With less than 10 legislative days to act before student loan interest rates double for more than 7 million students and families, Congressman Joe Courtney today filed a procedural motion to force an up-or-down vote in the House to provide student debt relief to millions of student loan borrowers.

“Across the country today, rapidly-accumulating student loan debt threatens not just individual families but the underpinnings of our economic recovery,” said Congressman Courtney. “Rather than confronting the problem head-on, House Republicans offered a bill the Hartford Courant calls ‘Orwellian’ for claiming to help students, but, in fact, making the situation worse. We now have just 17 days to prevent this senseless rate increase. We owe it to our young people and the next generation of workers to get the job done.”

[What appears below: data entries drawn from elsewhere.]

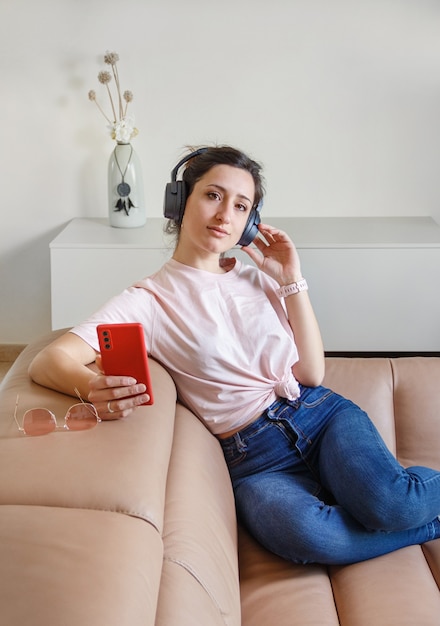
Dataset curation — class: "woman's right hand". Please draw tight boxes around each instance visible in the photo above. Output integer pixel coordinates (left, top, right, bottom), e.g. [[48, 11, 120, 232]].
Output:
[[88, 355, 150, 420]]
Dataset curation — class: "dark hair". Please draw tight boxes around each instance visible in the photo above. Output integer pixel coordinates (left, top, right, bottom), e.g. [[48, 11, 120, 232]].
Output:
[[166, 146, 264, 235]]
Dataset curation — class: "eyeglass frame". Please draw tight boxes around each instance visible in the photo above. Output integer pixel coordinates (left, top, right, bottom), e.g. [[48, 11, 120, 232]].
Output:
[[14, 387, 102, 437]]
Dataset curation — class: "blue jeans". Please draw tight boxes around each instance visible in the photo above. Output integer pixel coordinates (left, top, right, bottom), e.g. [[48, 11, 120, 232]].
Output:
[[220, 387, 440, 564]]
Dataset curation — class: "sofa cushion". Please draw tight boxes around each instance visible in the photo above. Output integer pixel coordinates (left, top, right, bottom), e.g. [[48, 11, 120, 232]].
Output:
[[0, 326, 176, 532]]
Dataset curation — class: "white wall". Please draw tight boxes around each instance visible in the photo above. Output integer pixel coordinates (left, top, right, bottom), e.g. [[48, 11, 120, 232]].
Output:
[[0, 0, 440, 343]]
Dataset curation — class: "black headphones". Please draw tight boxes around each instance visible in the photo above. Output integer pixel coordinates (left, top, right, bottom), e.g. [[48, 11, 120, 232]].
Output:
[[163, 148, 263, 246]]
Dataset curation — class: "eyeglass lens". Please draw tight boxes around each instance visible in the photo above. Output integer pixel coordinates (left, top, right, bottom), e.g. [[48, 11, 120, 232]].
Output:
[[23, 403, 98, 436]]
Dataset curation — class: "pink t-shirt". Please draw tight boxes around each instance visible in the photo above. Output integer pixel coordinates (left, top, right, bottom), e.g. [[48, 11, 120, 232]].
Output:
[[72, 259, 299, 434]]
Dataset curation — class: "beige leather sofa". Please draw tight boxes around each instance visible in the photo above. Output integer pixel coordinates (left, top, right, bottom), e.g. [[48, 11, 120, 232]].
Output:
[[0, 333, 440, 626]]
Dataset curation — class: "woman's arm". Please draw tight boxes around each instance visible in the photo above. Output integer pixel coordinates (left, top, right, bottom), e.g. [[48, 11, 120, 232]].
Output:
[[243, 219, 325, 387], [29, 332, 149, 419]]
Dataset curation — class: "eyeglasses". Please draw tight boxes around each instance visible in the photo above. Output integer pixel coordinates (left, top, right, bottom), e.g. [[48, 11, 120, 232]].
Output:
[[14, 389, 102, 437]]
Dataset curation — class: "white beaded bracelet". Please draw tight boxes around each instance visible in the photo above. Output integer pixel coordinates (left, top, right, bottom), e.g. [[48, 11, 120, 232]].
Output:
[[277, 278, 309, 298]]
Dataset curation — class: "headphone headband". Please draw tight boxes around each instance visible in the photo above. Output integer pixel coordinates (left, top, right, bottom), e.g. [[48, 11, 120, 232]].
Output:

Courtney filed a discharge petition—a procedural motion that frees up a bill that has been blocked in a congressional committee—on H.R. 1595 today. Last month, House Republicans pushed through legislation to make college more expensive for students and families, forcing them into loans with skyrocketing interest rates that fluctuate year by year, further compounding the student debt crisis. The discharge petition would require a straightforward, up-or-down vote on the bill authored by Rep. Courtney to extend current low interest rates on subsidized Stafford student loans for two years and allow Congress time to consider long-term, comprehensive solutions, to address both rising college costs and affordability, during the reauthorization of the Higher Education Act. At every corner, Republicans have blocked consideration of any bill that would provide student loan debt relief, insisting that students be taxed higher interest rates to pay down the deficit.

“House Democrats are doing everything we can to stand up for America’s students and families today,” said Rep. George Miller (D-CA), ranking member of the House Education and the Workforce Committee. “The Republicans’ failure to act in a responsible way that protects students and families is inexcusable. Their bill is so bad that students would still be better off if rates were allowed to double in July. They aren’t solving the problem; they’re making it worse. I urge my colleagues to allow an up or down vote right away on a bill that stops the interest rate hike without harming students and their families. Time is short.”

If Congress fails to act by July 1, interest rates on subsidized students’ loans will double from 3.4 percent to 6.8 percent for millions of the neediest students. This year, and every year, Congress doesn’t act will cost a student borrower $1,000. Failure to act now will add $4.3 billion to students’ debt burden for next year’s loans alone. According to the nonpartisan Congressional Research Service (CRS), the bill that Republicans pushed through the House last month would increase student debt and leave students worse off than if these interest rates were allowed to double on July 1.